The creek is the main source of drinking water for Silverton, which operates a diversion dam upstream. The city, the Pudding River Watershed Council, and the Oregon Department of Fish and Wildlife are working to improve fish passage on the creek and are studying the effectiveness of the dam's fish ladder. Abiqua Creek has historically supported the largest steelhead spawning populations in the Pudding River watershed.

==Course==
The creek begins in the Abiqua Basin about 5 mi north-northeast of Silver Falls State Park and flows down a canyon. Ridges on the north and south separate its watershed from Silver Creek on the south and Butte Creek on the north. Named tributaries include Sweet Spring Creek, entering from the left about river mile (RM) 26 or river kilometer (RK) 42; Wildcat Creek, from the left about 2 mi later; Trinity Falls Creek from the right about 21 mi from the mouth, and over the next 2 mi Bucket Creek from the right, Homestead Creek from the left, Johnson Creek from the right, and Goober Creek from the right, in that order.

=== Abiqua Falls ===
Just below Goober Creek near Santiam State Forest, the stream plunges 101 ft over Abiqua Falls. The United States Geological Survey (USGS) places the falls at coordinates at an elevation of 1358 ft above sea level. Abiqua Falls is accessible 0.35 miles from the Abiqua Falls trailhead. Downstream of the falls, the creek runs close by Milk Ranch Road and then Abiqua Road, both on the right. At about RM 12 (RK 19), Abiqua Creek receives Hammond Creek, and shortly thereafter Echo Creek, and about 4 mi later, Powers Creek, all from the left.

=== Gallon House Bridge ===
About 4.5 mi from the mouth, the stream passes under Oregon Route 213 between Silverton and Molalla, and about 1 mi from the mouth it goes under Oregon Route 214 between Silverton and Mount Angel. Shortly thereafter, it passes under Gallon House Road, which is carried by the covered Gallon House Bridge. It crosses under Mount Angel Highway before reaching the Pudding River, 45.7 mi by river from its confluence with the Molalla River.

===Discharge===
The Marion Soil and Water Conservation District operates a stream monitor on Abiqua Creek at Gallon House Road about 0.5 mi from the mouth. District calculations based on data from the monitor suggest that the flow of the creek there varies from near zero to about 250 cuft/s. These figures do not include readings near flood stage because the district's monitor cannot safely measure the highest flows.

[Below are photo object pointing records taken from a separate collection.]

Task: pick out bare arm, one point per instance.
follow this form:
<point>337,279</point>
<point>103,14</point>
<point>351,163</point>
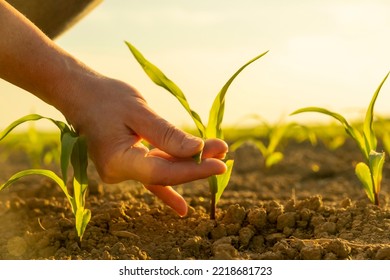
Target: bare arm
<point>111,114</point>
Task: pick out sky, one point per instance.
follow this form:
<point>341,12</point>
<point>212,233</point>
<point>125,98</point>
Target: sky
<point>331,54</point>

==Reservoir and fish ladder==
Abiqua Creek is the main water supply for the city of Silverton, which also gets water from Silver Creek and stores water in Silverton Reservoir. The Abiqua Creek water reaches the city from a diversion dam in the Cascade Range foothills at RM 10.4 (RK 16.7). The diversion dam's higher elevation above sea level allows water to flow to the Silverton water treatment plant without pumping.

In 2007, the city of Silverton, the Pudding River Watershed Council, and the Oregon Department of Fish and Wildlife (ODFW) began a project to improve fish passage on Abiqua Creek. The first stage of the project involves evaluating the effectiveness of the fish ladder on the city's diversion dam, built in 1916. The creek supports native populations of winter steelhead and has the potential to support spring chinook salmon. Abiqua Creek has historically supported the largest steelhead spawning populations in the Pudding River watershed. A catch-and-release fishing season for coastal cutthroat trout begins at the end of May, but the creek is closed to salmon and steelhead fishing.